So get rid of all evil behavior. Be done with all deceit, hypocrisy, jealousy, and all unkind speech. Like newborn babies, you must crave pure spiritual milk so that you will grow into a full experience of salvation. Cry out for this nourishment, now that you have had a taste of the Lord’s kindness. 1 Peter 2:1-3
What do we crave? What do we cry out for? What do we think about and give energy to and pursue?
The latest iPhone? That new flat screen tv? A better car? Some new jeans? The next sweet treat we can put in our mouths?

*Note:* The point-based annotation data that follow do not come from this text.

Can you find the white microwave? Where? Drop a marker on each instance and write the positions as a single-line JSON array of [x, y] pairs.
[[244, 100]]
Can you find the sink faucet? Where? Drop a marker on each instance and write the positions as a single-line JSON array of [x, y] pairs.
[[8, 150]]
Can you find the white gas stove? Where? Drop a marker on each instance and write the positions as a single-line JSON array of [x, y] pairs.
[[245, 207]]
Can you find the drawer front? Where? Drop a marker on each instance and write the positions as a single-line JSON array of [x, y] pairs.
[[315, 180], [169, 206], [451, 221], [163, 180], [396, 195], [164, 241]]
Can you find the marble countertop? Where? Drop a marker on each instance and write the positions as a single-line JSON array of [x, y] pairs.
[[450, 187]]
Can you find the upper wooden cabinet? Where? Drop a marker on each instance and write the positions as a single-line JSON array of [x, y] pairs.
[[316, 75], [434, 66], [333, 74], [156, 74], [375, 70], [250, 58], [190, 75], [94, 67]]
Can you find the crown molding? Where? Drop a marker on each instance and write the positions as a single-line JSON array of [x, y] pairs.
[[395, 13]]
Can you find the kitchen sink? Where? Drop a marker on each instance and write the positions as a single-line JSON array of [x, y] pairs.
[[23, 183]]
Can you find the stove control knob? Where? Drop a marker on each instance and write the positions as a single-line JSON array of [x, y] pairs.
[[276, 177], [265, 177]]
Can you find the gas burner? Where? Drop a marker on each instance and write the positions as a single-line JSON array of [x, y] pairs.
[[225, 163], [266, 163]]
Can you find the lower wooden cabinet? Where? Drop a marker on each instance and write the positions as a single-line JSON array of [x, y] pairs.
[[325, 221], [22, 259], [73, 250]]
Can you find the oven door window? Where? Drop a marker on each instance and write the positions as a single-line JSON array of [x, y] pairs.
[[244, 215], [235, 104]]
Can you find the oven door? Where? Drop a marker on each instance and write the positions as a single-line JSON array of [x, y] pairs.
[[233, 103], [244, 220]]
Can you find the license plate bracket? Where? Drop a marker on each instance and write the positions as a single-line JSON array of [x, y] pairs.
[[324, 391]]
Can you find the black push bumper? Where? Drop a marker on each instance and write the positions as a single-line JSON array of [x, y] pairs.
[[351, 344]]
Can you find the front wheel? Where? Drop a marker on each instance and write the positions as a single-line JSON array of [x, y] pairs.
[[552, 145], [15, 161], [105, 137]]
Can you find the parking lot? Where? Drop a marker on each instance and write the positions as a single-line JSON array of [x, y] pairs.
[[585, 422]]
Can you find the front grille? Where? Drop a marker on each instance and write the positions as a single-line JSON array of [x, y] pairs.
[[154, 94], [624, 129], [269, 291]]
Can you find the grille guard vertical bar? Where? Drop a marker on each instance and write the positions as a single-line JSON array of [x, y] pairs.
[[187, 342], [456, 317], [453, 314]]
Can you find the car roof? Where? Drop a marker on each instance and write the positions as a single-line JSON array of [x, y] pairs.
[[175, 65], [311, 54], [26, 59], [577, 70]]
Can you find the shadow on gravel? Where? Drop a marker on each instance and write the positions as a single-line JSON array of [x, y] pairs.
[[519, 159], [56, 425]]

Where does my attention rest when I’m resting? What do my thoughts wander towards when I’m not pushing them in any particular direction?
What do I crave?
This is a deeply difficult question to wrestle with. In truth we crave a lot of things we shouldn’t. Some of them are just inherently wrong to desire—“lusts of the flesh” as the Bible would call them. Others aren’t wrong, they just occupy too much of our time, take too high a priority, become too central to why we are living. Come to think of it, the Bible calls these lusts of the flesh as well…
Have we tasted of the Lord’s kindness? Have we been saved apart from our own merit? Are we living as children of the King? If so, why do we more easily crave other things, rather than crying out for nourishment of the Spirit?
Maybe we forget. Maybe we lose sight of what God is doing and what he’s offering. Or maybe we’re just broken sinners who need constant reminders and course correction. Yes, that last one’s the most true.
I want the full experience of salvation, not just a bidding of time until heaven. I want the full experience of salvation, not just a hope for someday, when Jesus returns. I want all there is, all that can be, all of God. Here. Now. I do want this.
I do crave this. But I wander in sin and find distraction in the other hunger pangs that also ring out. Those pangs of empty promises and broken attempts at fullness of life. I crave this food from the Savior, but I lack the discipline to stop eating whatever the world puts in front of me. I tend to stuff my soul with all the junk that lies around too close at hand. I forget myself and where I’ve come from and whose I am. I forget the feast that’s offered and the way he satisfies; trading it instead for the unpalatable emptiness of what’s in close proximity.
Will all those things I wish I had, and all those dreams of what I could do, and all the ways I wish for different circumstances really feed my soul? I should be craving the only sustenance that brings life and fullness. Then all those others things will find their place and play their part and live down to their potential.
Lord, may I crave more of you and not lose sight of the ways I long to put other things and other people in the role of filling my soul as only you can.